Aunque lo más grave de la epidemia por el coronavirus SARS-CoV-2 va quedando lentamente atrás en España, la cifra de fallecidos ha rebasado en la segunda semana de abril los 15.000 y ha cimentado un triste récord: somos el país con la mortalidad más elevada por millón de habitantes, seguido de cerca por Italia, el principal foco europeo. Los motivos del lúgubre hito son causa de crispación política y social, y un enigma para científicos de todo el mundo.

Una polémica explicación de tipo socioeconómico ha sido recogida en The New York Times, en base a un trabajo publicado en el portal VOX CEPR Policy para estudios sobre esta disciplina. La tesis de dos profesores de Economía de la Universidad de Bonn (Alemania) es que la mortalidad en los países mediterráneos es más elevada que en otros porque aquí los adultos viven muchos más años en casa con sus padres, especialmente desde la crisis de 2008, con lo que las posibilidades de contagio en la tercera edad se acentúan.

Antes de continuar, el artículo del veterano diario neoyorquino previene contra el fenómeno de los 'epidemiológos de salón' (armchair epidemiologists) y los 'antropólogos autoproclamados' (self-appointed anthropologists) que aluden a tópicos culturales y nacionales para explicar la evolución de la pandemia. A EEUU ha llegado, citan, que la COVID-19 se ha extendido más severamente en Francia que en Japón porque unos se saludan dándose besos y otros haciendo reverencias. En realidad, esto es una gota en el mar de la pandemia cuando el crecimiento de contagios de ambos lugares ha forzado a la misma medida, el estado de alarma y el confinamiento.

Sin embargo, cualquier intento de arrojar luz sobre las diferencias de mortalidad es legítimo, y hay que acudir a los datos del trabajo alemán. Plantean que, en las sociedades en la que los adultos en edad laboral se relacionan con los ancianos porque les encargan el cuidado de sus hijos o porque viven en la misma casa introducen un factor de riesgo que no tienen aquellas en la que cada generación vive por separado. Un trabajador que estuviera en una zona de riesgo original pudo contagiar a sus compañeros, y este, a sus padres y abuelos.

En España, la proporción de jóvenes entre los 25 y los 29 años que vive en casa de sus padres aumentó del 51% al 63% con la crisis, según Eurostat, y la tasa de personas entre los 30 y los 49 que aún convive con sus progenitores es de un 11%, la segunda de Europa tras Italia, donde alcanza el 24%. Los autores concluyen que la baja mortalidad en Alemania responde al modo de vida mucho más autónomo e independiente de los mayores con respecto a sus descendientes, y augura que la pandemia será peor en los países del este, los segundos en el ránking de los que pasan más tiempo en casa de sus padres.

Los agujeros del estudio

'Correlación no implica causalidad', ha respondido otro trabajo sobre la comparativa de casos país por país en la misma plataforma. Y es que no hay más que mirar el texto original para ver el sesgo, ya que los investigadores de Bonn incluían datos mundiales sobre convivencia intergeneracional extraídos del World Value Survey. Y la tasa de adultos entre los 30 y los 49 viviendo con sus padres en Corea del Sur supera el 20%; en China, el 28%; en Singapur, el 30%; y en Japón roza el 35%.

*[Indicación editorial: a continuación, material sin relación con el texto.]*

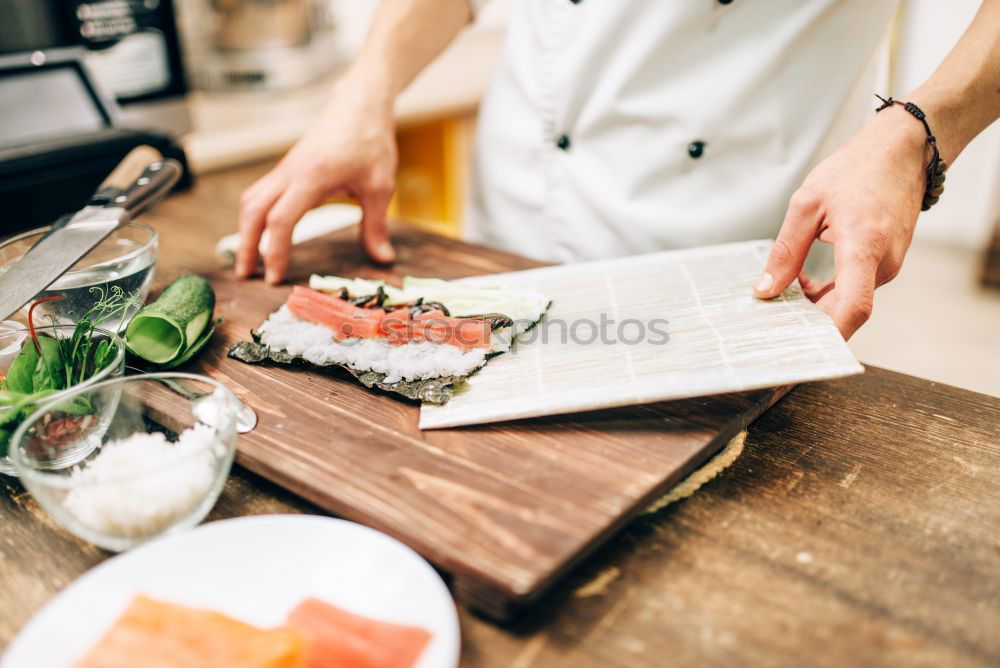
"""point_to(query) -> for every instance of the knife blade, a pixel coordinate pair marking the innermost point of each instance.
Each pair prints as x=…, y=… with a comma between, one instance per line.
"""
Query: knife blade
x=139, y=180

Efectivamente, en todas las sociedades asiáticas en las que la pandemia ha avanzado más lentamente y ha sido menos mortal -con la excepción del foco chino-, convivir con los mayores es un hecho natural. Sin embargo, los autores han decidido excluirlas por las "diferencias culturales" y la "preparación" de estos países frente a las pandemias. Aquí volvemos a pisar el terreno de la antropología cuñada, como si un abuelo en una casa china fuera objeto de reverencia y distancia hierática mientras que al yayo en un hogar español se le cubre de besos. En realidad, dada la capacidad de propagación del SARS-CoV-2, la mera cohabitación multiplica el factor de riesgo.

Lo que sí está universalmente admitido es que la reacción temprana ante la sospecha de casos, el aislamiento y los cuidados específicos que los países asiáticos desarrollaron con antecedentes como el SARS ha superado a la respuesta en España. Y precisamente el punto negro han sido las residencias de ancianos, de donde procede el 40% de las víctimas mortales y donde los focos de contagio han sido más difíciles de detectar y aislar. Todavía hay muchos datos por recopilar, pero parece que, tristemente, los ancianos más vulnerables han sido precisamente los que no vivían con sus familias.